Marshall, 54, is from Kalgoorlie, Western Australia and researches at the QEII Medical Centre in Nedlands. Warren, 68, was born in Adelaide in South Australia and now lives in Perth where he worked as a pathologist at the Royal Perth Hospital until 1999.

"Thanks to the pioneering discovery by Marshall and Warren, peptic ulcer disease is no longer a chronic, frequently disabling condition, but a disease that can be cured by a short regimen of antibiotics and acid secretion inhibitors," the jury said.

Before the discovery of the bacterium in 1982, stress and lifestyle were considered the major causes of ulcers. But it has now been firmly established that Helicobacter pylori causes more than 90 percent of duodenal ulcers and up to 80 percent of gastric ulcers.

In rich countries, infection with the bacterium is less common than in the developing world "where virtually everyone may be infected", the Nobel citation said.

Last year, the award went to two American researchers, Richard Axel and Linda B. Buck, for pioneering work on our sense of smell, explaining how we recognise thousands of odours and remember them.

The Nobel prizes, founded by Swedish industrialist Alfred Nobel, the inventor of dynamite, were first awarded in 1901.

This year's laureates will receive a gold medal and share 10 million Swedish kronor (1.1 million euros, 1.3 million dollars).

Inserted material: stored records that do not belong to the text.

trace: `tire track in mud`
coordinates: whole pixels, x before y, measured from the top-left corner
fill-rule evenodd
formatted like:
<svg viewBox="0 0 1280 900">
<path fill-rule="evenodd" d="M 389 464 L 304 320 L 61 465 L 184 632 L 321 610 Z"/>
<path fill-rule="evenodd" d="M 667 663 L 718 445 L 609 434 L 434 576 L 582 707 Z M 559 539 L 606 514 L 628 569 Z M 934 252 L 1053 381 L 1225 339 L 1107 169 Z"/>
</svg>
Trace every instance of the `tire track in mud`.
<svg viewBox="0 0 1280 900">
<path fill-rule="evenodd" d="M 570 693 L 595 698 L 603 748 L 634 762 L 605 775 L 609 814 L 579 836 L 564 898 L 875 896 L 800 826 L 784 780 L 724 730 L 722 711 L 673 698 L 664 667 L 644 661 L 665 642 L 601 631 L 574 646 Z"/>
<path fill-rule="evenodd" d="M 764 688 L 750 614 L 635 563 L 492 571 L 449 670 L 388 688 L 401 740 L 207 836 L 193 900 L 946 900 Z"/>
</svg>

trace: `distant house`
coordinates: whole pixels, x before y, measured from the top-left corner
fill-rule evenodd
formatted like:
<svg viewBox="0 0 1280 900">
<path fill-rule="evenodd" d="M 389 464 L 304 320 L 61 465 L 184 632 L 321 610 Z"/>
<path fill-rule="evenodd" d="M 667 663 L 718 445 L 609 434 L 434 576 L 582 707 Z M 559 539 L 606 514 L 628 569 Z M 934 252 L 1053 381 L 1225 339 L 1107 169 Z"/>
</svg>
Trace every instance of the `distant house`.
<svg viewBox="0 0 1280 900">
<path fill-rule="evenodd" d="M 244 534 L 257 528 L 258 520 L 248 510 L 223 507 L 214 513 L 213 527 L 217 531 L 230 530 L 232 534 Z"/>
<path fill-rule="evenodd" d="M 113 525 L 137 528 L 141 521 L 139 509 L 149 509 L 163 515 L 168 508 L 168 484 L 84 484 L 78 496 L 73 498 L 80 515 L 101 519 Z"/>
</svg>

The formal awarding of the prizes will take place at Stockholm's City Hall on December 10.

The Medicine Prize kicks off the coveted Nobel awards.

The Physics prize will be announced on Tuesday and Chemistry on Wednesday, and the Peace Prize on Friday. The Economics prize, awarded by Sweden's central bank, the Riksbank, is scheduled for October 10.

The Literature prize is traditionally awarded on a Thursday, though the actual date is only announced 48 hours in advance.